The expression box of this therapy is designed for the optimal liver-specific expression of FVIII protein and supports the high yield production of the carrier;
, the FDA has awarded the treatment to orphan drugs, fast-track and advanced treatments for regenerative medicine (RMA), and the European Medicines Agency (EMA) has awarded it the title of orphan drug.
Giroocotogene fitelparvovec is part of a global partnership between Sangamo and Pfizer for the global development and commercialization of haemophilia A gene therapy.
end of 2019, Sangamo transferred the therapy's production technology and New Drug Research (IND) application to Pfizer.
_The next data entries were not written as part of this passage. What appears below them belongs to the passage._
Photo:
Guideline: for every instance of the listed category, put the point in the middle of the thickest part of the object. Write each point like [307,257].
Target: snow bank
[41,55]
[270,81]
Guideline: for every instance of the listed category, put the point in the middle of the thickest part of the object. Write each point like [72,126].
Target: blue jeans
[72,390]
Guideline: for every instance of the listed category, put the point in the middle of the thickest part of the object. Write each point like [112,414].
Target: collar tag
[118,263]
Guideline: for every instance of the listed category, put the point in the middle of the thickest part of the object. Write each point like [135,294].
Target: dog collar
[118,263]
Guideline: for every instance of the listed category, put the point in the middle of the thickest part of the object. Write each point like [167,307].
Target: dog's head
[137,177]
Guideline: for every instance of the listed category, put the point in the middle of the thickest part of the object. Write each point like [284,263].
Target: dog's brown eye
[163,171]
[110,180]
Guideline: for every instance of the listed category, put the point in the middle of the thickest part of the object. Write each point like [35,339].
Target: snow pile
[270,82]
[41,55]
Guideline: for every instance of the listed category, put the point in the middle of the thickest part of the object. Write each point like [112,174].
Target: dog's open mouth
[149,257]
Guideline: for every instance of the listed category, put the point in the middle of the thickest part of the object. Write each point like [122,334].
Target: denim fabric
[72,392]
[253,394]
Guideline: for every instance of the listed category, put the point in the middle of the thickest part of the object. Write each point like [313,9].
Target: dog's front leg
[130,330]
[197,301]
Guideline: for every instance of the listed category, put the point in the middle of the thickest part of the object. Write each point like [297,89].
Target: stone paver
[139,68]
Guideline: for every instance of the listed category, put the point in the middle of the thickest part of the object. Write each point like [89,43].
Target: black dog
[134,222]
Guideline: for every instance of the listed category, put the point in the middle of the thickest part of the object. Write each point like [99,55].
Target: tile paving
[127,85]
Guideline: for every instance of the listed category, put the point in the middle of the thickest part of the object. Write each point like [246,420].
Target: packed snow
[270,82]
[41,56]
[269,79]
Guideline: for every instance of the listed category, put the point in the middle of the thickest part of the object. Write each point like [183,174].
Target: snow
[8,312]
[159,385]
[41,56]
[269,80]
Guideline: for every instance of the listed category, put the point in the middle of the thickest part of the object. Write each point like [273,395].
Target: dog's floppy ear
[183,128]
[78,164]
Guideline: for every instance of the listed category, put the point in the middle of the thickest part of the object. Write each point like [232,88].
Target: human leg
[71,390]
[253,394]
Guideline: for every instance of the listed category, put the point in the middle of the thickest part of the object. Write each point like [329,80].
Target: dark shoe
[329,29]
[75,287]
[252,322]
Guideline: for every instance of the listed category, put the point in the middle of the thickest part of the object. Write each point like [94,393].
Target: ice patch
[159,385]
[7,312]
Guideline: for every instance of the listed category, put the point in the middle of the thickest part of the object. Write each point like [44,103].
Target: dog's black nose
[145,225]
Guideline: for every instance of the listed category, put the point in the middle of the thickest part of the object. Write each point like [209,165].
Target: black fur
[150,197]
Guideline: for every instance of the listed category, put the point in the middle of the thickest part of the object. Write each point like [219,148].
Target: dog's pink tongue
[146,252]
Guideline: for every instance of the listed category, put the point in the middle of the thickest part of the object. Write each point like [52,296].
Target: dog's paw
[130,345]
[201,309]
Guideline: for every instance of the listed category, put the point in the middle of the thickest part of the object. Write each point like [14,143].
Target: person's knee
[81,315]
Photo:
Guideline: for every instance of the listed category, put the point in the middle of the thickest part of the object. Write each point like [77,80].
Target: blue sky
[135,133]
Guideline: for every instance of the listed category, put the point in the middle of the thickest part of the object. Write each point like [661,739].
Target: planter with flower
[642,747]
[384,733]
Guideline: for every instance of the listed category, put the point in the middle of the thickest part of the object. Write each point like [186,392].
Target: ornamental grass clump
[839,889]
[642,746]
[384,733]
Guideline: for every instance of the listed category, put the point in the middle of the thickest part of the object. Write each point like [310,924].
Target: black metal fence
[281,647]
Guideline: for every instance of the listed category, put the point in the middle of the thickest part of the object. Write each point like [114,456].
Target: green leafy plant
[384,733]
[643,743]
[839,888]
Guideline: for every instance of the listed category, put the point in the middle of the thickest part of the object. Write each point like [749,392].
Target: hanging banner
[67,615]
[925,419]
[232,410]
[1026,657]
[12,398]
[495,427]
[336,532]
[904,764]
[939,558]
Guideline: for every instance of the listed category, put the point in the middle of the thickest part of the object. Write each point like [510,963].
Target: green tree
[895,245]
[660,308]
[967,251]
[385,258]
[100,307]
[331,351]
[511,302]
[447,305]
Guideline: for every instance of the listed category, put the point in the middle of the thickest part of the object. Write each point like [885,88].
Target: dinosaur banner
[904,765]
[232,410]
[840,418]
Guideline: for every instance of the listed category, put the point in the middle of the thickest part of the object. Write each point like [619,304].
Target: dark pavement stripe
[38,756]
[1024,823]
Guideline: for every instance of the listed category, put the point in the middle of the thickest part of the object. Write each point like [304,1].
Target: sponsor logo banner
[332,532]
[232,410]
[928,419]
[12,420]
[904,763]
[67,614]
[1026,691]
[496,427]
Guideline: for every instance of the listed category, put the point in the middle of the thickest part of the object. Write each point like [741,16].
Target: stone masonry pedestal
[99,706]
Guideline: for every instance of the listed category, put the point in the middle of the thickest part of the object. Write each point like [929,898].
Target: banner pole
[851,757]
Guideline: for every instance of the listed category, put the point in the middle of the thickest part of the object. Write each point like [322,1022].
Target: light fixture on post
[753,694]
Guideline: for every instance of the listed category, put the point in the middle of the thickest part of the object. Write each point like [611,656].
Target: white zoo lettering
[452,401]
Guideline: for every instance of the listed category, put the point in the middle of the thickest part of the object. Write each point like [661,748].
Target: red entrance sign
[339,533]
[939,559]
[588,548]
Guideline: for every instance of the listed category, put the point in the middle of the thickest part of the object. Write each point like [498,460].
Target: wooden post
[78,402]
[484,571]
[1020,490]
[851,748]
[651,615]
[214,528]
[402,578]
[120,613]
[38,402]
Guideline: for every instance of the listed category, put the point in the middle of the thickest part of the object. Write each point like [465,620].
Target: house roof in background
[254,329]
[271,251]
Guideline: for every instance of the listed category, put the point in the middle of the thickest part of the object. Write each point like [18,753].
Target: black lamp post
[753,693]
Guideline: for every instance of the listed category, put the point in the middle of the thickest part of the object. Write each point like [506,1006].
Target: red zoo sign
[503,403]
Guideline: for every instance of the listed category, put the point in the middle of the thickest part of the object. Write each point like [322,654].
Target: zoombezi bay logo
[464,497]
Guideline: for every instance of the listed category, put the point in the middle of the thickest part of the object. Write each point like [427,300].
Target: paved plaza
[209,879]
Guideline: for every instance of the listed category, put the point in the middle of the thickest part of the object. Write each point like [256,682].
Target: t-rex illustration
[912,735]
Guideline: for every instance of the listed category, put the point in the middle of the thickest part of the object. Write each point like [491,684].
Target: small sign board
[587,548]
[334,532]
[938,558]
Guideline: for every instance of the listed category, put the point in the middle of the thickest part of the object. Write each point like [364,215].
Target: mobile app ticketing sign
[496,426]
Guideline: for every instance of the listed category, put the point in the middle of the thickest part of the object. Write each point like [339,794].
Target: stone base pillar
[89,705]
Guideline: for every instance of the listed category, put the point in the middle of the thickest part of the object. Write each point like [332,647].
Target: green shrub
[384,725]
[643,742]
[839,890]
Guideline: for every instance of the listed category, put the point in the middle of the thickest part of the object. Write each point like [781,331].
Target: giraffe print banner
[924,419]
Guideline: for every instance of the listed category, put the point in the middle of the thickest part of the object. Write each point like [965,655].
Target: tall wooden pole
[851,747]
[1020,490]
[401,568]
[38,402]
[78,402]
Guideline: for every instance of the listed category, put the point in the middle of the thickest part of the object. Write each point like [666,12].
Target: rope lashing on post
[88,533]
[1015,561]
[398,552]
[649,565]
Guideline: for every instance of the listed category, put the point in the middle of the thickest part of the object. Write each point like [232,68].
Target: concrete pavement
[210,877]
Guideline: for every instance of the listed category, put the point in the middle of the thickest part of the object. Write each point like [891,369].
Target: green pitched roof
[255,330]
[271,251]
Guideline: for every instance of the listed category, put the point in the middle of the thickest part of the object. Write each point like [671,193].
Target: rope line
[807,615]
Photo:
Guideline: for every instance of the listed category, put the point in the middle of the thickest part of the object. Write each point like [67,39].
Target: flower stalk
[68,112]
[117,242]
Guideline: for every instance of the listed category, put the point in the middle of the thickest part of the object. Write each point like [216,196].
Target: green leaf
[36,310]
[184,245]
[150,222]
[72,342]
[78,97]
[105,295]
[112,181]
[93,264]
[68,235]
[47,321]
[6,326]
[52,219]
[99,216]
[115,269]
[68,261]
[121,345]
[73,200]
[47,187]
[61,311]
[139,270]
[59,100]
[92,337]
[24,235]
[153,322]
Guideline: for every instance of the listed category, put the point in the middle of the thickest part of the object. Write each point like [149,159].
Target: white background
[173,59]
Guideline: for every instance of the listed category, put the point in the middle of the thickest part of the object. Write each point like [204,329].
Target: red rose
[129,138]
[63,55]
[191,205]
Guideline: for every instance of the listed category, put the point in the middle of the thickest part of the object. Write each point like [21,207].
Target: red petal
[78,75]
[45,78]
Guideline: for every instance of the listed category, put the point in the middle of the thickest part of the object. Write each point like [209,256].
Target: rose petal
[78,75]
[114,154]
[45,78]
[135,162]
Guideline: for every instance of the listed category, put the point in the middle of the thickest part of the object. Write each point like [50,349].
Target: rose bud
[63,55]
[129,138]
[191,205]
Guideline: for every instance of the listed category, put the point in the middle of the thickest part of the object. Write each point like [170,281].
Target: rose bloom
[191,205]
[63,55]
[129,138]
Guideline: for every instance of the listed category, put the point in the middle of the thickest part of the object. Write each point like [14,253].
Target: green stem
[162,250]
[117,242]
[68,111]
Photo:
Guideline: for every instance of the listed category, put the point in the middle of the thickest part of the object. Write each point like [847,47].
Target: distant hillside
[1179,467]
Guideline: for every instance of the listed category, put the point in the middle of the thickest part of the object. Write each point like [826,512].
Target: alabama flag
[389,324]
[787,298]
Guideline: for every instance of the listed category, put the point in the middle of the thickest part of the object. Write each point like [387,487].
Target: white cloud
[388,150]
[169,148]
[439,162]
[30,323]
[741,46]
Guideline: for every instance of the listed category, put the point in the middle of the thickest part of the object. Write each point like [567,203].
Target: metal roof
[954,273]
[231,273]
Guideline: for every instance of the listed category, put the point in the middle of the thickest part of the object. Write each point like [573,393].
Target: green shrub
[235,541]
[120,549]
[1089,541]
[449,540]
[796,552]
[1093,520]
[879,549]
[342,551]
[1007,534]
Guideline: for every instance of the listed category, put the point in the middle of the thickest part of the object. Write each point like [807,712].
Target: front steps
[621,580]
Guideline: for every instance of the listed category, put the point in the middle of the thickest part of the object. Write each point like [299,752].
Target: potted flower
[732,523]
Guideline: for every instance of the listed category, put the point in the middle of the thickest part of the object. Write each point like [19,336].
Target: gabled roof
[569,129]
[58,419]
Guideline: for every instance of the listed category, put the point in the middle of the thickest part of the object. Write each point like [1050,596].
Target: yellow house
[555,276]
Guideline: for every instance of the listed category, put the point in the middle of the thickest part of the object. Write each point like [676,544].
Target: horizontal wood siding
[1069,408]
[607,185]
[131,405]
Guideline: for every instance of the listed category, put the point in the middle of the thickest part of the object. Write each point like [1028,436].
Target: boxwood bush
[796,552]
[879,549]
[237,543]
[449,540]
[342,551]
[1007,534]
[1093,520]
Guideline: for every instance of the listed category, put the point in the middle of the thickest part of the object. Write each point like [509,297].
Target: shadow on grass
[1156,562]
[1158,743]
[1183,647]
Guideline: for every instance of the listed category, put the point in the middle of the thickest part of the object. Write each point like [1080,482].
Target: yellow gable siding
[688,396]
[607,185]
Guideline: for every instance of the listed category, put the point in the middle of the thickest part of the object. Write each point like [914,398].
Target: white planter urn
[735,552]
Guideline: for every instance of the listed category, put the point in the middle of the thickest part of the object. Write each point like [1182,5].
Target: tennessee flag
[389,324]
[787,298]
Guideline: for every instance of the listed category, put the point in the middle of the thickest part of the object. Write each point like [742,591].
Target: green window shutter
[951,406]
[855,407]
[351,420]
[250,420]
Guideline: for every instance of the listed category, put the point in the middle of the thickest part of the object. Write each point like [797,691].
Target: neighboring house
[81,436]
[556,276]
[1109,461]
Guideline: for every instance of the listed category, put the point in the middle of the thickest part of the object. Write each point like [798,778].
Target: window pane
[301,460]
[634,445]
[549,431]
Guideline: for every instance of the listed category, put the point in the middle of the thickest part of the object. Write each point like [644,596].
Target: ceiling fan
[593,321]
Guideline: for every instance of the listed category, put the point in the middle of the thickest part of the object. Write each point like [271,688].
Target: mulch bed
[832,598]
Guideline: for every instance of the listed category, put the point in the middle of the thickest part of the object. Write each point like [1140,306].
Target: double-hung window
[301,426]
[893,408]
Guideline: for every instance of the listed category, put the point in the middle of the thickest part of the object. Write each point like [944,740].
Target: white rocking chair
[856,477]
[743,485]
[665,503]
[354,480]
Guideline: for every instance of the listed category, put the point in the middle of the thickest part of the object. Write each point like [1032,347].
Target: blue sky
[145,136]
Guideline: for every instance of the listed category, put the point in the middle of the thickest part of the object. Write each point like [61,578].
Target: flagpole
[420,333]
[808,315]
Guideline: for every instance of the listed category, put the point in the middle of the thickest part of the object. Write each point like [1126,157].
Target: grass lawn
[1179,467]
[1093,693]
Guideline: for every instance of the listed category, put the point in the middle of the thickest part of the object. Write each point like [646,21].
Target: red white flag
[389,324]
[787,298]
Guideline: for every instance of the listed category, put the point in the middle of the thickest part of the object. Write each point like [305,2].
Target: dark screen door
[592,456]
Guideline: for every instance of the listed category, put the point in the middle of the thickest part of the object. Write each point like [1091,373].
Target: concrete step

source: 1.Pfizer and Sangamo Announce Updated Phase 1/2 Results Show Sustained Factor VIII Activity Levels in 3x1013 VG/KG Cohort Through One Year Following Hemophilia A Gene Gene Therapy 2.PFIZER AND SANGAMO ANNOUNCE UPDATED PHASE 1/2 RESULTS SHOWINGED FACTOR VIII ACTIVITY LEVELS AND NO BLEEDING EVENTS OR FACTOR USAGE IN 3E13 VG/KG COHORT FOLLOWING GIROCTOGENE FITELPARVOVEC (SB-525) GENE THERAPY 3.Update for the Alta Study, a Phase 1/2 Gene Therapy Trial of Giroctocogene Fitelparvovec (SB-525) in Adults With Severe Hemophilia A。